La musique sahraouie dite parfois Hassanie semble être une juxtaposition entre la musique bédouine et la musique africaine. Quelle autre musique qui par ses rythmes peut-elle mieux exprimer les souffrances du peuple sahraoui ?

On peut le comparer à ce blues du désert, majeure source d'inspiration du patrimoine du Sahara occidental intervient au niveau rythmique. La danse (appelée Arguiss) est une expression artistique pratiquée aussi bien par les hommes que les femmes, de tous les âges. En ce qui concerne les hommes, elle consiste essentiellement en l'affrontement loyal de deux sahraouis sur des rythmes de musique où ils s’adonnent à cœur joie à un jeu de jambes original. Cette danse est appelée Kiira et s'effectue au moyen des sons des tambours. L'un d'entre eux a la forme d'un récipient fermé à son embout par un morceau de peau finement étendu. Le musicien sahraoui, est appelé Igyou, exécute sa musique à l’aide d’instruments de musique appelés Azouane.
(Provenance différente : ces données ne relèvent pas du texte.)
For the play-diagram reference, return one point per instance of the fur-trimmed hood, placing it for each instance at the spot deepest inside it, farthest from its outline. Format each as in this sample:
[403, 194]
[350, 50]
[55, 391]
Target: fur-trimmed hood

Il arrive que les hommes sahraouis dansent sur les dunes de sables; les femmes, quant à elles, les accompagnent en effectuant des mouvements expressifs qui rajoute toute cette valeur à cette danse. Il faut noter que l'ingéniosité des femmes sahraouies dans cette expression artistique quand elle apparaît avec le tambour en exprimant émotions de joie et de bien-être par un gestuel rythmé et sensuel des mains et des doigts. Ces doigts verdâtres des femmes, teints au henné, dessinent des motifs dans l'air qui prodiguent à la danse sahraouie revêt un sens remarquable. A cet égard, les femmes sahraouies expriment leurs danses en toutes occasions notamment pendant les fêtes nationales, les cérémonies religieuses ou familiales.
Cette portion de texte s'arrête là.